Para a desembargadora Alice Birchal, trata-se de algo enraizado na sociedade. “A violência contra a mulher está ligada às circunstâncias de poder tradicionalmente presentes nas relações entre homens e mulheres, em especial nas questões relacionadas à violência doméstica. É um processo histórico. Seu enfrentamento passa por uma construção social/cultural de não-violência, que demanda um trabalho de educação e prevenção”, afirmou.
Na tentativa de diminuir o número de casos de violência, segundo a desembargadora, a Coordenadoria da Mulher em Situação de Violência Doméstica assessora o desenvolvimento de políticas, treinamento e ações relacionados com o combate e a prevenção a esse tipo de abuso. “Entendo que educação e prevenção são instrumentos eficazes no enfrentamento à violência. Têm o condão de promover maior pacificação social, além, é claro, da celeridade e eficiência na prestação jurisdicional”, afirma.

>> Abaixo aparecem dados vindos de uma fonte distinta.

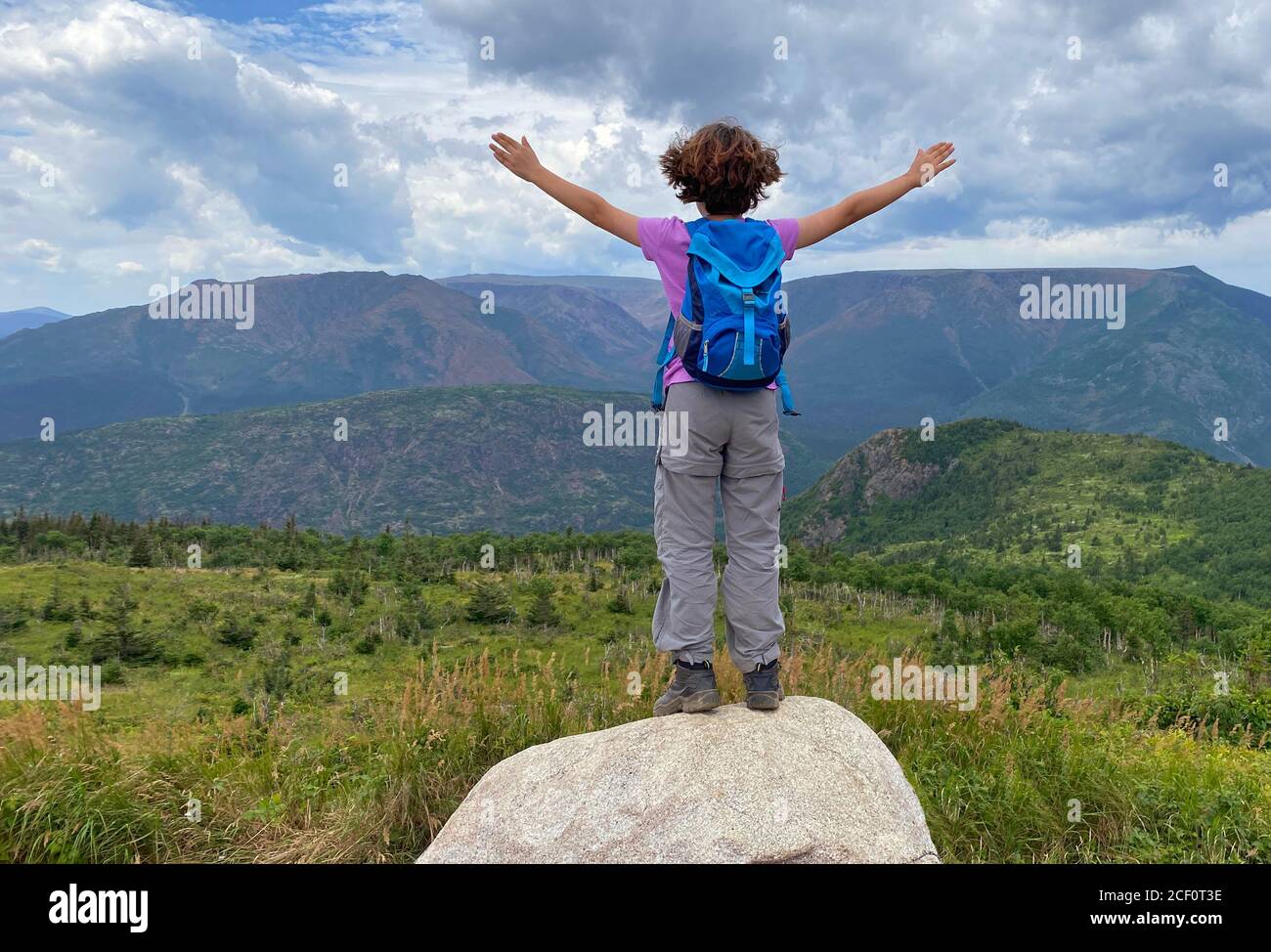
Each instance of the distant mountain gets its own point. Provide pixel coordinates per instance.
(876, 350)
(14, 321)
(998, 494)
(639, 296)
(590, 323)
(872, 350)
(882, 348)
(313, 337)
(449, 459)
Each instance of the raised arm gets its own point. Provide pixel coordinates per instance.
(928, 163)
(519, 159)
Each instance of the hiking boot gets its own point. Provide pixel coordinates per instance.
(764, 686)
(693, 690)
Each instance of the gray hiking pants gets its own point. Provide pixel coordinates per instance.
(731, 439)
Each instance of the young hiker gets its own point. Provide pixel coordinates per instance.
(719, 365)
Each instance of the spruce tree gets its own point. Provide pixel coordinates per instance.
(543, 613)
(490, 604)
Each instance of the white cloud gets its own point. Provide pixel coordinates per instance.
(224, 165)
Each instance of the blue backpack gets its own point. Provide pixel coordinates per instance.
(731, 332)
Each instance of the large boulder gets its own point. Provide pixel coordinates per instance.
(809, 783)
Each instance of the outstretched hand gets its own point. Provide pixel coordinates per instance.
(931, 161)
(515, 156)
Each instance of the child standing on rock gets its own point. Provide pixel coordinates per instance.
(719, 368)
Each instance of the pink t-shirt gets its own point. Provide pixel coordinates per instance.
(665, 241)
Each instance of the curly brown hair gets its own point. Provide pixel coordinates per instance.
(723, 165)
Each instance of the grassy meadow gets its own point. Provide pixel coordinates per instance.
(325, 714)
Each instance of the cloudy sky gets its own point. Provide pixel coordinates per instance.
(204, 139)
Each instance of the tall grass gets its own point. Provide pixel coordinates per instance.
(1029, 775)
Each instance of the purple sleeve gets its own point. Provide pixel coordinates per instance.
(788, 232)
(652, 236)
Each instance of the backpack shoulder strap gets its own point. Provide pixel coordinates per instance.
(657, 397)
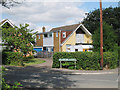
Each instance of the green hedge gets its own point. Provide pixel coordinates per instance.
(12, 58)
(85, 60)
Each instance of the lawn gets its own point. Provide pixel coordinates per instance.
(33, 61)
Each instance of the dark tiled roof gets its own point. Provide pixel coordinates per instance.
(68, 27)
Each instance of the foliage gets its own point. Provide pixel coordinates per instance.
(6, 86)
(33, 61)
(85, 60)
(109, 39)
(9, 3)
(13, 58)
(110, 16)
(18, 38)
(28, 58)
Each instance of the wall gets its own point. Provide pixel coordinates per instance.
(71, 40)
(48, 41)
(79, 38)
(67, 34)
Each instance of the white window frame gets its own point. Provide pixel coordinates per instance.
(56, 34)
(39, 37)
(64, 34)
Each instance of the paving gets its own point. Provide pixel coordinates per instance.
(43, 76)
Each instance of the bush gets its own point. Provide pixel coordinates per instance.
(85, 60)
(110, 59)
(13, 58)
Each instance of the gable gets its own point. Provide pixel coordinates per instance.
(82, 30)
(6, 22)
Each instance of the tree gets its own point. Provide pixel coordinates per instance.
(18, 38)
(10, 3)
(110, 16)
(109, 38)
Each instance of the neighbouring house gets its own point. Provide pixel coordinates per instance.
(6, 24)
(3, 24)
(68, 38)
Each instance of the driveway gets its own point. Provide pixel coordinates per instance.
(48, 63)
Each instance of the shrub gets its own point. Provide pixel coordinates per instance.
(15, 85)
(13, 58)
(85, 60)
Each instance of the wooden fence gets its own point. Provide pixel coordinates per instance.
(45, 54)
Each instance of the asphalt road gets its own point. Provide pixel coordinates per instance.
(43, 77)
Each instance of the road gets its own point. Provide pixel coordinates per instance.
(43, 77)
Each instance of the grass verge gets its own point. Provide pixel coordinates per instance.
(33, 61)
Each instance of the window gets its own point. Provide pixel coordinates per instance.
(56, 34)
(45, 35)
(39, 36)
(64, 34)
(50, 35)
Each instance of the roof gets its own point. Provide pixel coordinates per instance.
(87, 46)
(4, 21)
(83, 46)
(65, 28)
(79, 26)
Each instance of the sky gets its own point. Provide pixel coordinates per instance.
(52, 14)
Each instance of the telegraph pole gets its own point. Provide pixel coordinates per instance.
(101, 35)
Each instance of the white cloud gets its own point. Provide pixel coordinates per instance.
(37, 14)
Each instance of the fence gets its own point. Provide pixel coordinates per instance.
(45, 54)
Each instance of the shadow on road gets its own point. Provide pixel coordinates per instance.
(35, 77)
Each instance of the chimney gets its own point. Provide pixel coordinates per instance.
(43, 29)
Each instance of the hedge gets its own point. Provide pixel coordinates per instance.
(12, 58)
(85, 60)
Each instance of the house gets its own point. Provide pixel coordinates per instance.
(4, 24)
(68, 38)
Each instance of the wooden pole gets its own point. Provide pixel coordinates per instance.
(101, 35)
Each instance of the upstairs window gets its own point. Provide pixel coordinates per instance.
(56, 34)
(45, 35)
(39, 37)
(64, 35)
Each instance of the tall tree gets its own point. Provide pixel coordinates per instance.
(109, 38)
(19, 38)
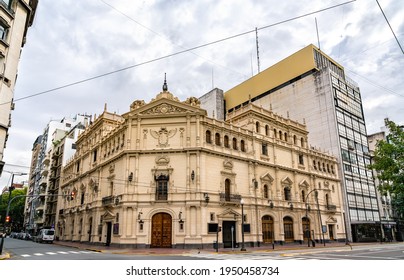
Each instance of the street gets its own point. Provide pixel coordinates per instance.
(28, 250)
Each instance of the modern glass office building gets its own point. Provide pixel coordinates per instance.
(311, 87)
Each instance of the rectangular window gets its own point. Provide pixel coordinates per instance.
(265, 149)
(212, 227)
(3, 32)
(95, 156)
(301, 159)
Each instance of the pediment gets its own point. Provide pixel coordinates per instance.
(165, 106)
(108, 215)
(267, 178)
(287, 181)
(228, 213)
(304, 184)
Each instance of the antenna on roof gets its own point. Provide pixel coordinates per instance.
(258, 53)
(318, 37)
(213, 84)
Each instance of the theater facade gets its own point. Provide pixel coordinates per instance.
(165, 174)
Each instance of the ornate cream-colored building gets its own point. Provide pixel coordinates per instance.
(166, 175)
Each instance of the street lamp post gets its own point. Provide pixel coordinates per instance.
(10, 190)
(242, 225)
(307, 217)
(319, 217)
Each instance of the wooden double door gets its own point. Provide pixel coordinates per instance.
(161, 231)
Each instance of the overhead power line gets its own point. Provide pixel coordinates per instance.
(398, 42)
(175, 53)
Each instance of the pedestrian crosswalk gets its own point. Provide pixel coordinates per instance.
(52, 253)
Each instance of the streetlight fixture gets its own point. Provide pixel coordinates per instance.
(307, 217)
(319, 217)
(242, 225)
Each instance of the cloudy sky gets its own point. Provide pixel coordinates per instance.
(71, 43)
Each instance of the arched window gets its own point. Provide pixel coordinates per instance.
(234, 143)
(162, 187)
(267, 229)
(288, 229)
(217, 139)
(226, 141)
(287, 193)
(242, 145)
(266, 193)
(208, 137)
(227, 192)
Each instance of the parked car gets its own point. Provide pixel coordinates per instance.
(45, 235)
(28, 236)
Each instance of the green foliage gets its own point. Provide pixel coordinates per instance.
(388, 161)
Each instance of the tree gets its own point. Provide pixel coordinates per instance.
(388, 161)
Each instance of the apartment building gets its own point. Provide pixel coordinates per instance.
(15, 19)
(50, 151)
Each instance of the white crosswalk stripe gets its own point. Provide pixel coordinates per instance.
(58, 253)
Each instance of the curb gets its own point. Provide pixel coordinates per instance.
(5, 256)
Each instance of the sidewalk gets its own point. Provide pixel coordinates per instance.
(180, 251)
(279, 249)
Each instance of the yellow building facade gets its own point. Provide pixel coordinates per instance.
(164, 174)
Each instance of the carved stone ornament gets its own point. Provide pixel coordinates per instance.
(163, 135)
(162, 160)
(137, 104)
(164, 109)
(228, 165)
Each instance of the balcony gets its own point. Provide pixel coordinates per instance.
(43, 181)
(227, 199)
(108, 200)
(331, 208)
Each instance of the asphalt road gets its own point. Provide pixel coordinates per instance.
(28, 250)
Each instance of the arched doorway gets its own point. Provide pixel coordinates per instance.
(90, 229)
(306, 229)
(267, 229)
(161, 230)
(288, 229)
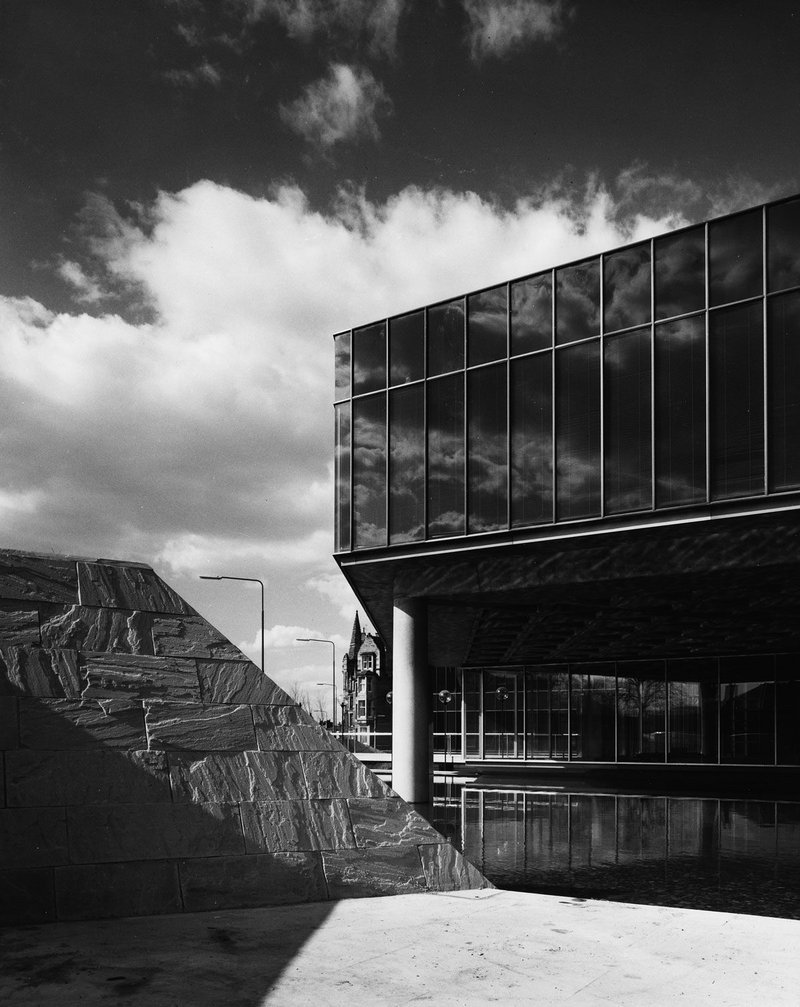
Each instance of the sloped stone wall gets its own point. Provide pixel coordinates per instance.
(148, 766)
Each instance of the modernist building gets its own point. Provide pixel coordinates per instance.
(573, 500)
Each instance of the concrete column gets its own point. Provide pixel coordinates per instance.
(410, 702)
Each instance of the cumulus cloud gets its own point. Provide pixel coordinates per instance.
(345, 105)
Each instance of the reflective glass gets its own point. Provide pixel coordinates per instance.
(577, 301)
(487, 494)
(577, 431)
(445, 482)
(369, 358)
(406, 347)
(679, 273)
(735, 258)
(445, 337)
(531, 314)
(737, 401)
(626, 288)
(406, 464)
(680, 411)
(783, 391)
(531, 440)
(783, 246)
(487, 323)
(628, 472)
(369, 471)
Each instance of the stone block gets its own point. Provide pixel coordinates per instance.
(239, 682)
(288, 826)
(139, 677)
(96, 891)
(388, 870)
(243, 882)
(26, 896)
(107, 833)
(338, 774)
(237, 776)
(201, 728)
(107, 629)
(32, 837)
(46, 778)
(63, 724)
(34, 671)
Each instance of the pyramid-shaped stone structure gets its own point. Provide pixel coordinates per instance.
(149, 766)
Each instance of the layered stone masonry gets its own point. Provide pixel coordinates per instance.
(148, 766)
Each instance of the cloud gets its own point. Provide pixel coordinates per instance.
(346, 105)
(498, 27)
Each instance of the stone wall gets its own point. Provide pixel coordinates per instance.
(147, 765)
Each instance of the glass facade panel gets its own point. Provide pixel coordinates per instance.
(406, 464)
(487, 325)
(445, 465)
(626, 288)
(679, 273)
(445, 337)
(627, 445)
(531, 440)
(577, 301)
(735, 258)
(531, 314)
(407, 347)
(577, 431)
(737, 401)
(369, 358)
(783, 246)
(680, 411)
(487, 495)
(369, 471)
(783, 391)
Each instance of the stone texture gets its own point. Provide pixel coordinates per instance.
(237, 776)
(139, 677)
(275, 826)
(83, 628)
(240, 882)
(97, 891)
(33, 671)
(200, 728)
(106, 833)
(63, 724)
(46, 778)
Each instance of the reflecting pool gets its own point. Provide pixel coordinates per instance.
(700, 853)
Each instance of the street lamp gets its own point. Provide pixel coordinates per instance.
(250, 580)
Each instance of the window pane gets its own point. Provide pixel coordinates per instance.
(735, 258)
(531, 314)
(487, 324)
(369, 471)
(626, 284)
(577, 431)
(737, 401)
(445, 337)
(369, 358)
(783, 369)
(783, 246)
(487, 501)
(406, 464)
(445, 456)
(531, 441)
(679, 273)
(627, 431)
(680, 412)
(406, 347)
(577, 302)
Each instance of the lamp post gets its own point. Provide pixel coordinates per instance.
(250, 580)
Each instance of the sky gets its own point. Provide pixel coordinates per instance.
(196, 194)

Desde abril, a Lei Maria da Penha tornou-se mais dura para punir o agressor: caso desobedeça às ordens, a polícia é chamada e o homem pode ser preso em flagrante, sem direito a fiança. Mesmo com a rigidez, a mudança de atitude dos agressores ainda não é observada. “O homem não respeita a proibição de contato, de se aproximar. Alguns não sabem que uma simples mensagem enviada para a mulher já é um descumprimento. Acham que a lei trata somente de violência física, mas qualquer descumprimento, como se aproximar da porta da casa, do trabalho, já configura desobediência. A lei vem sendo difundida, mas os agressores não a respeitam”, alerta a delegada.